僕は暗く澱んだアクアマリンの瞳に語りかける。
「奪われたけど、その分、もっと大事なモノをもらったから」
「……」
「たとえば、ソフィさん」
「ソフィ?」
「うん。僕が勇者パーティーにいたままだったら、ソフィさんと出会うことはなかったし。ソフィさんと話して、楽しくなることもなかった」
「ソフィといて、楽しいの?」
「もちろんだよ。この前、公園でルビィちゃんと遊んでいるソフィさんを見て、感動したんだから。僕まで心が明るい気分になってきて……ソフィさんと関われて、良かった。心の底から思ってる」
「ラファエロちゃん、ソフィ……いいの?」
上目遣いで僕を見つめる目が彼女の感情を語っていた。
僕は全身を動かして、うなずく。
「ソフィさんがしたいことをすればいいんだよ。僕が、ううん、みんなが助けるから」
「……でも、ソフィ、ミスばかりする」
「ミスしてもいいんじゃん!」
別の声が割り込んできた。
「ボクもさっきやらかしたぜ。敵を一網打尽するはずが、『なにもおこらなかった』んやで……ボクみたいな道化師に比べれば、マシだっての!」
ピエロが踊りながら、叫ぶ。いつのまにか動き出していた敵が、ビアンカさんを追いかける。メタルダークナイトの鋭い斬撃を曲芸師のようにかわしていた。
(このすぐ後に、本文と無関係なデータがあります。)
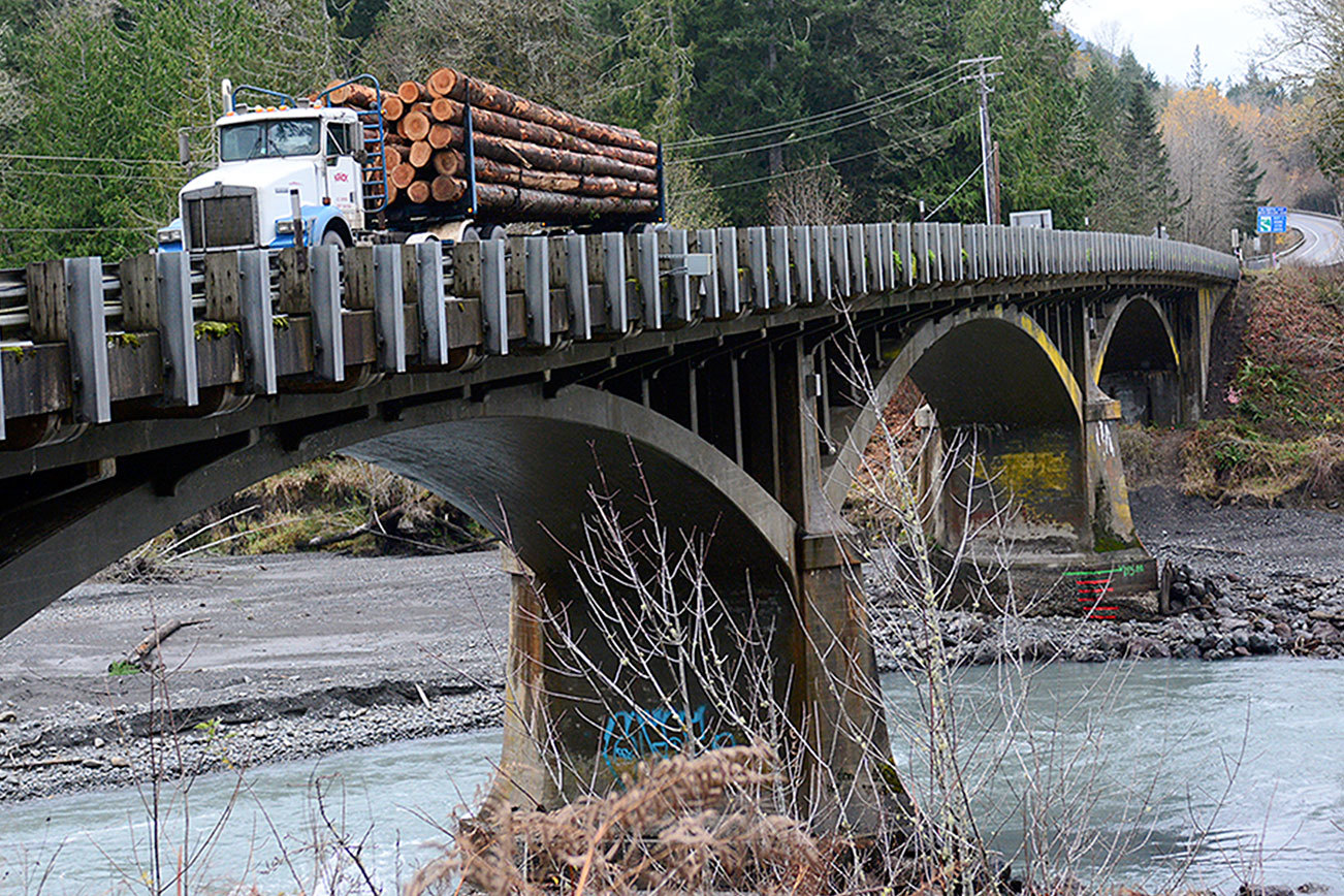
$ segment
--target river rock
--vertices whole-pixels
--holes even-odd
[[[1242,884],[1236,896],[1296,896],[1290,887],[1273,887],[1270,884]]]
[[[1340,630],[1335,627],[1335,623],[1327,622],[1325,619],[1317,619],[1312,623],[1308,634],[1324,645],[1335,646],[1344,642],[1344,638],[1340,637]]]

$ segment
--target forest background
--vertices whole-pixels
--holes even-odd
[[[1285,0],[1285,21],[1314,1]],[[0,266],[152,247],[187,177],[177,132],[210,159],[222,78],[309,91],[444,64],[663,141],[679,226],[984,220],[974,69],[958,66],[973,56],[1003,56],[1005,219],[1051,208],[1056,227],[1163,226],[1227,250],[1259,203],[1336,210],[1329,48],[1316,70],[1284,52],[1288,77],[1250,67],[1231,85],[1207,82],[1196,52],[1185,83],[1159,83],[1126,48],[1060,27],[1058,7],[0,0]]]

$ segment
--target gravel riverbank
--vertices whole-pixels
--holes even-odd
[[[1160,489],[1133,505],[1145,544],[1206,590],[1198,604],[1122,623],[949,613],[954,661],[1344,656],[1344,516]],[[86,583],[0,641],[0,802],[130,785],[156,755],[246,767],[500,721],[508,583],[493,551],[226,557],[183,574]],[[208,622],[163,649],[179,735],[156,740],[151,676],[108,665],[175,618]],[[909,660],[915,627],[880,594],[874,630],[883,669]]]

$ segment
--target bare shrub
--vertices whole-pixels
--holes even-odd
[[[849,220],[853,197],[829,160],[823,160],[781,177],[766,204],[771,224],[843,224]]]

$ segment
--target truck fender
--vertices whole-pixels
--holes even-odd
[[[345,220],[345,216],[335,206],[304,206],[302,214],[304,242],[309,246],[323,242],[323,235],[329,230],[339,232],[345,239],[347,246],[355,244],[355,234],[349,227],[349,222]]]

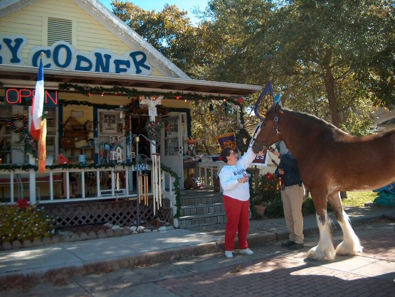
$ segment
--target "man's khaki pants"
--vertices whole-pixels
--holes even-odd
[[[284,217],[290,232],[289,239],[302,244],[303,215],[302,204],[305,197],[305,187],[299,185],[286,186],[281,191],[281,199],[284,205]]]

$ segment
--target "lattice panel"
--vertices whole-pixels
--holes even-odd
[[[161,220],[172,222],[172,212],[164,203],[157,215]],[[137,207],[133,200],[90,201],[73,204],[43,205],[48,215],[58,217],[59,227],[110,222],[120,226],[134,225],[137,219]],[[152,205],[140,205],[140,221],[154,219]]]

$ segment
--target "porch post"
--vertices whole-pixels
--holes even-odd
[[[28,107],[28,131],[30,131],[30,126],[31,125],[31,107]],[[30,165],[36,164],[36,159],[31,153],[28,153],[28,163]],[[30,204],[31,205],[34,205],[36,202],[36,171],[34,169],[29,169],[28,171],[28,191],[30,195]]]

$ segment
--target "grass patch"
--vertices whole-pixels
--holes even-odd
[[[343,199],[344,206],[364,206],[367,202],[373,202],[377,197],[377,193],[368,192],[347,192],[347,198]]]

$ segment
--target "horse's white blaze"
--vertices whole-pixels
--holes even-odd
[[[356,254],[357,252],[362,253],[363,247],[351,227],[348,215],[344,212],[343,212],[343,220],[338,222],[343,231],[343,241],[336,248],[336,254]]]
[[[316,215],[317,225],[320,230],[320,242],[318,245],[312,247],[307,252],[307,258],[315,260],[333,260],[335,259],[335,248],[332,243],[332,232],[330,220],[325,213],[325,223],[322,225],[320,217]]]

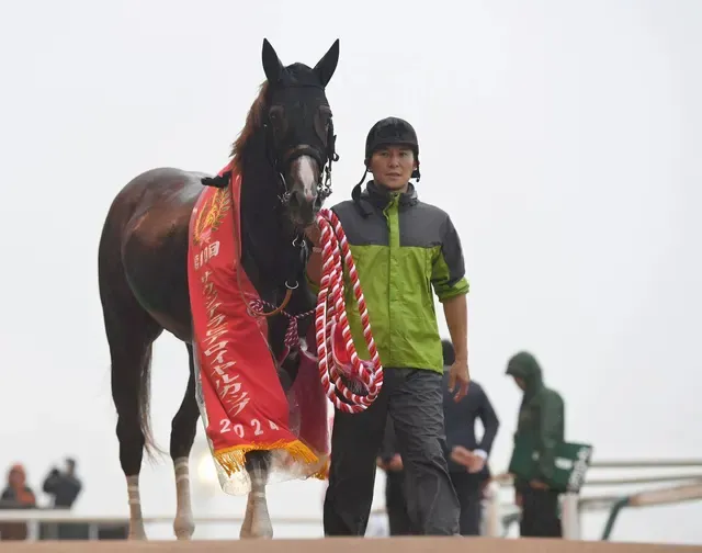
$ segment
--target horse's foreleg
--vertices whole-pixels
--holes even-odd
[[[146,540],[141,497],[139,496],[139,475],[127,476],[127,497],[129,501],[129,540]]]
[[[197,432],[197,402],[195,399],[195,374],[193,350],[190,345],[190,377],[183,402],[171,424],[171,459],[176,472],[176,518],[173,532],[178,540],[190,540],[195,531],[193,508],[190,498],[189,458]]]
[[[265,500],[270,459],[269,451],[252,451],[247,454],[246,469],[251,478],[251,492],[239,538],[273,538],[273,524]]]
[[[193,508],[190,500],[190,474],[188,458],[173,461],[176,471],[176,518],[173,532],[178,540],[190,540],[195,531]]]

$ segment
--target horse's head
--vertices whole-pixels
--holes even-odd
[[[322,176],[327,163],[336,160],[325,87],[337,68],[339,41],[312,69],[304,64],[283,66],[267,40],[262,58],[268,78],[263,114],[268,155],[283,181],[281,200],[287,215],[303,228],[314,222],[329,193]]]

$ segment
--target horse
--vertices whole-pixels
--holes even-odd
[[[263,40],[265,80],[251,104],[246,124],[231,147],[230,168],[241,178],[240,262],[260,298],[279,307],[268,312],[268,341],[275,359],[284,351],[287,318],[280,312],[308,313],[315,296],[304,275],[312,225],[331,193],[335,150],[332,113],[325,88],[336,71],[339,41],[310,68],[283,66]],[[129,503],[129,539],[145,540],[139,471],[146,450],[154,455],[149,428],[149,374],[154,341],[163,330],[185,345],[190,377],[172,419],[170,458],[177,486],[173,532],[190,540],[194,532],[189,456],[200,411],[196,358],[188,286],[189,222],[203,185],[224,187],[226,173],[212,176],[173,167],[147,170],[114,198],[100,238],[99,289],[111,358],[112,398],[116,409],[120,464]],[[297,284],[291,285],[292,282]],[[305,336],[309,320],[302,320]],[[299,356],[293,349],[278,368],[290,388]],[[271,538],[265,503],[270,452],[246,454],[251,478],[241,538]]]

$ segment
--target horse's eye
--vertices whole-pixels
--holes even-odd
[[[283,110],[282,110],[282,108],[279,108],[279,106],[272,108],[269,111],[268,116],[270,117],[272,123],[279,124],[283,120]]]

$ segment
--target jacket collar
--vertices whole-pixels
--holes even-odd
[[[381,210],[387,207],[394,198],[397,198],[397,203],[401,206],[416,205],[419,201],[417,198],[417,190],[411,182],[407,185],[407,192],[392,192],[371,180],[367,182],[365,190],[361,194],[362,200],[372,203]]]

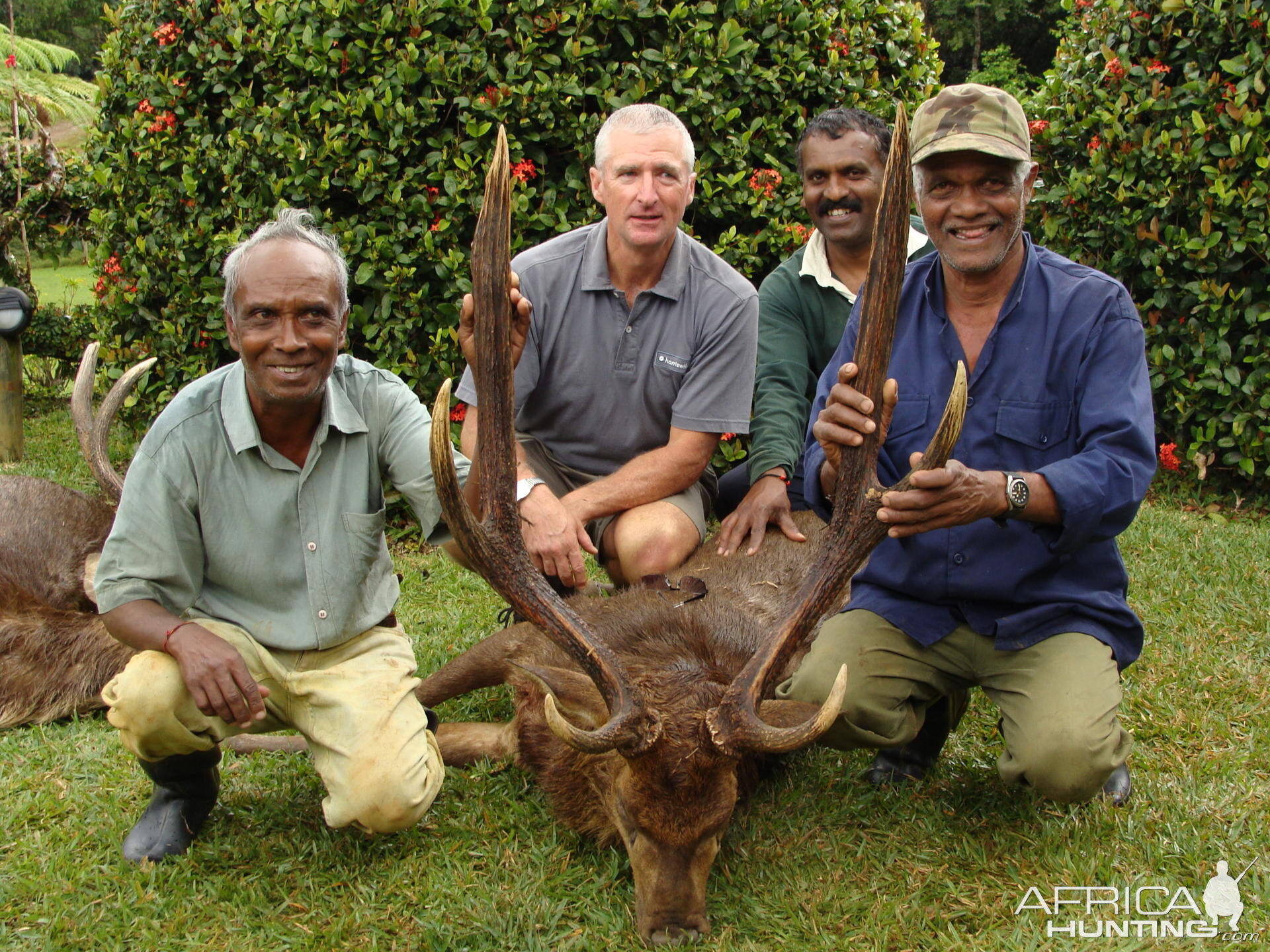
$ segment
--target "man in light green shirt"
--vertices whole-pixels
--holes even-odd
[[[384,480],[424,533],[439,518],[431,419],[398,377],[338,353],[348,272],[307,213],[262,226],[224,274],[241,359],[146,434],[95,580],[107,628],[138,651],[103,691],[155,782],[132,861],[189,847],[216,801],[217,744],[244,731],[305,735],[330,826],[404,829],[443,776],[384,539]],[[469,326],[460,339],[467,355]]]

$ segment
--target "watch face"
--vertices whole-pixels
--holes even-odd
[[[1010,477],[1010,505],[1012,509],[1022,509],[1027,505],[1027,481],[1021,476]]]

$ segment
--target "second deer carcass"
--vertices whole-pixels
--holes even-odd
[[[907,142],[900,114],[855,358],[856,386],[875,395],[875,418],[904,269]],[[771,692],[822,618],[841,608],[851,575],[885,534],[875,518],[879,439],[875,432],[864,446],[843,449],[833,519],[803,546],[770,538],[761,556],[726,560],[706,546],[683,566],[682,575],[697,580],[681,579],[683,592],[559,598],[525,553],[512,495],[507,179],[500,133],[472,249],[483,522],[465,504],[451,462],[448,383],[433,411],[432,459],[446,522],[465,556],[528,622],[453,659],[418,696],[436,704],[511,684],[509,724],[442,725],[446,762],[511,757],[533,770],[564,823],[625,845],[640,935],[654,944],[690,941],[709,932],[706,877],[758,759],[810,744],[839,708],[846,669],[819,708],[772,699]],[[961,372],[923,468],[946,462],[964,405]]]
[[[97,350],[94,343],[84,352],[71,418],[110,501],[48,480],[0,476],[0,727],[102,707],[102,687],[132,656],[98,618],[93,575],[123,487],[108,456],[110,421],[154,358],[119,377],[94,414]]]

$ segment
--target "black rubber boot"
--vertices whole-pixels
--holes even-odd
[[[163,760],[140,760],[155,782],[146,811],[123,840],[123,857],[140,863],[159,862],[189,849],[216,805],[221,786],[220,748]]]
[[[936,701],[926,708],[917,736],[904,746],[879,750],[861,776],[875,787],[922,779],[939,759],[949,732],[961,721],[968,701],[964,691]]]
[[[1102,784],[1102,796],[1111,801],[1111,806],[1124,806],[1132,795],[1133,779],[1129,777],[1129,764],[1120,764]]]

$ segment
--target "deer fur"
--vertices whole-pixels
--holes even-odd
[[[97,347],[84,352],[71,414],[93,475],[113,503],[123,481],[105,454],[110,420],[154,359],[123,374],[94,415]],[[0,476],[0,729],[103,707],[102,688],[133,654],[105,631],[93,599],[112,503],[50,480]]]

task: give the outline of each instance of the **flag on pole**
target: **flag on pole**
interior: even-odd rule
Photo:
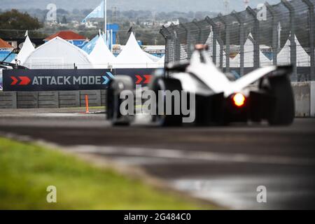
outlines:
[[[131,27],[130,29],[129,29],[128,31],[127,32],[127,34],[130,34],[131,32],[134,31],[134,27]]]
[[[104,1],[98,6],[94,10],[93,10],[89,15],[88,15],[82,22],[86,22],[89,18],[104,18]]]

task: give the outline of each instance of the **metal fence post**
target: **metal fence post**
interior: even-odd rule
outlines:
[[[272,6],[267,1],[265,3],[265,5],[272,18],[272,62],[274,65],[276,65],[276,56],[278,54],[278,15]]]
[[[260,29],[259,29],[259,20],[257,18],[257,13],[256,12],[253,10],[251,7],[248,6],[246,8],[246,11],[250,14],[254,20],[254,24],[253,24],[253,37],[254,37],[254,69],[258,69],[260,66]]]
[[[315,61],[314,61],[314,4],[309,0],[302,0],[309,8],[309,49],[310,49],[310,56],[311,56],[311,74],[310,79],[311,80],[315,80],[315,74],[314,74],[314,66],[315,66]]]
[[[169,38],[171,36],[171,34],[169,32],[169,31],[164,26],[162,27],[161,29],[160,30],[160,34],[161,34],[162,36],[163,36],[164,38],[165,39],[165,52],[164,52],[165,54],[164,67],[165,67],[165,66],[169,62],[169,47],[168,46],[168,41]]]
[[[218,25],[211,20],[209,17],[206,17],[205,18],[206,22],[211,25],[212,28],[212,36],[213,36],[213,43],[212,43],[212,61],[214,64],[216,65],[216,41],[217,41],[217,34],[218,34]]]
[[[230,24],[222,14],[218,15],[218,19],[222,22],[225,29],[225,72],[230,72]]]
[[[177,36],[176,31],[174,27],[175,27],[175,25],[172,24],[169,28],[172,29],[174,41],[174,61],[177,62],[181,59],[181,44],[178,43],[178,37]]]
[[[296,43],[295,43],[295,10],[293,6],[286,0],[281,0],[281,3],[288,10],[290,14],[290,62],[293,65],[293,80],[298,80],[297,65],[296,65]]]
[[[192,21],[192,23],[198,28],[199,30],[199,33],[198,33],[198,43],[201,43],[201,37],[202,37],[202,29],[200,27],[200,26],[198,24],[198,23],[197,22],[196,20],[194,20],[194,21]]]
[[[244,75],[244,44],[245,43],[245,32],[244,27],[244,22],[241,16],[233,11],[231,14],[239,24],[239,75],[243,76]]]

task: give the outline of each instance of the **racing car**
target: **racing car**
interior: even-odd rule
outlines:
[[[167,90],[194,94],[194,125],[249,121],[288,125],[293,122],[295,103],[290,80],[291,66],[262,67],[234,79],[216,68],[207,55],[207,48],[197,45],[190,61],[169,63],[162,71],[156,70],[144,89],[157,94]],[[127,125],[135,120],[136,115],[121,112],[123,99],[120,95],[124,90],[136,92],[134,82],[130,76],[116,76],[109,83],[106,104],[107,119],[113,125]],[[176,100],[167,105],[164,102],[164,113],[150,115],[148,122],[159,126],[182,125],[186,115],[165,113],[166,106],[174,108],[176,103]],[[189,106],[190,102],[187,104]],[[155,105],[156,111],[159,106]]]

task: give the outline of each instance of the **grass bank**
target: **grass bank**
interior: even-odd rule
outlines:
[[[48,186],[57,203],[46,202]],[[0,209],[195,209],[204,207],[110,169],[0,137]]]

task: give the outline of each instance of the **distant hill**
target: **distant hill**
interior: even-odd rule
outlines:
[[[44,9],[50,3],[55,4],[59,8],[66,10],[86,9],[95,8],[102,0],[1,0],[3,9]],[[230,0],[230,10],[237,11],[244,10],[244,0]],[[261,0],[251,0],[251,6],[255,8]],[[270,4],[280,2],[280,0],[269,0]],[[224,11],[223,0],[108,0],[108,9],[113,6],[119,10],[145,10],[151,11]]]

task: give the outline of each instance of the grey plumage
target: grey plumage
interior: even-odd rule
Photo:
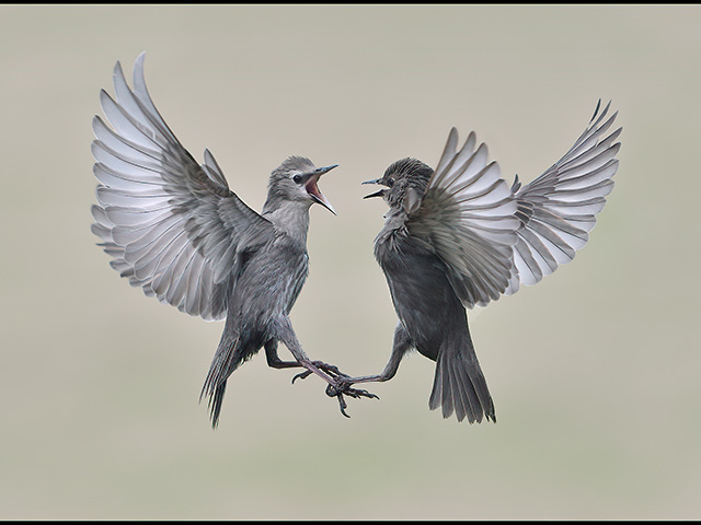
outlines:
[[[572,149],[532,183],[518,177],[509,188],[484,143],[471,132],[457,151],[451,129],[434,172],[403,159],[367,197],[390,206],[375,241],[375,256],[399,317],[390,360],[378,375],[343,377],[345,384],[392,378],[415,348],[437,362],[429,408],[459,421],[496,421],[494,404],[468,329],[466,308],[486,305],[519,285],[535,284],[572,260],[588,242],[595,215],[611,191],[618,170],[613,143],[605,137],[616,114],[600,102]],[[367,198],[366,197],[366,198]]]
[[[117,62],[116,101],[101,92],[112,128],[93,119],[100,185],[92,231],[111,266],[148,296],[206,320],[226,318],[200,395],[209,398],[212,425],[228,377],[261,348],[271,366],[301,366],[299,376],[314,373],[337,386],[341,373],[307,357],[288,317],[308,275],[309,208],[319,202],[333,212],[317,183],[336,166],[288,158],[273,171],[258,214],[229,189],[208,150],[199,165],[180,143],[148,94],[143,58],[134,66],[134,91]],[[279,359],[279,341],[295,361]],[[343,394],[371,397],[336,393],[342,410]]]

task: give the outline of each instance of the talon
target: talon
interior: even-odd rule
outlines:
[[[338,393],[337,397],[338,397],[338,406],[341,408],[341,413],[343,413],[346,418],[349,418],[350,416],[346,413],[346,408],[348,408],[348,405],[346,404],[346,400],[343,398],[343,394]]]
[[[301,372],[301,373],[297,374],[295,377],[292,377],[292,385],[295,384],[296,380],[306,380],[310,375],[311,375],[311,371],[310,370],[306,370],[304,372]]]

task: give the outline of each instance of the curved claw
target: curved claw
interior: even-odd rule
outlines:
[[[363,390],[359,388],[350,388],[350,385],[348,384],[344,384],[343,382],[341,382],[340,385],[332,385],[329,384],[326,386],[326,395],[329,397],[336,397],[338,399],[338,407],[341,408],[341,413],[343,413],[346,418],[349,418],[350,416],[348,416],[348,413],[346,412],[346,408],[348,408],[348,404],[346,402],[346,400],[344,399],[343,395],[346,394],[355,399],[358,399],[360,397],[369,397],[369,398],[375,398],[375,399],[379,399],[380,397],[368,392],[368,390]]]
[[[313,364],[314,366],[317,366],[319,370],[326,372],[329,375],[331,375],[333,378],[338,378],[338,377],[350,377],[348,374],[344,374],[343,372],[341,372],[338,370],[338,366],[335,366],[333,364],[326,364],[323,361],[312,361],[311,364]],[[304,372],[300,372],[299,374],[297,374],[295,377],[292,377],[292,384],[295,384],[295,381],[297,380],[306,380],[307,377],[309,377],[312,374],[311,370],[306,370]]]
[[[310,370],[306,370],[304,372],[300,372],[295,377],[292,377],[292,385],[295,384],[296,380],[306,380],[310,375],[311,375],[311,371]]]

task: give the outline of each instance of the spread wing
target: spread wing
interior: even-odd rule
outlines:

「そうですよ。このまえ、あたしが失敗したときもラファエロさんは肯定してくれました。だから、あたし、もう一度、やろうと思って……今ではビアンカさんと組ませてもらってます。わたしが立ち直れたのは、ラファエロさんのおかげです」
エーヴァさんが朗らかな笑みを浮かべて、ソフィさんの手を握る。
「もし、自分のことが信じられなくても、お兄ちゃんさんは信じられるから。世界一、優しくて、ツラい気持ちに寄り添ってくれるお兄ちゃんだもん」
ラウラがソフィさんの肩を叩く。
ラウラ、僕を褒めてない?
「ソフィさんはひとりじゃないよ。だから、ルビィちゃんと一緒に僕たちを助けてくれないか」
青髪の少女は顎を下に振ると、勢いよく立ち上がった。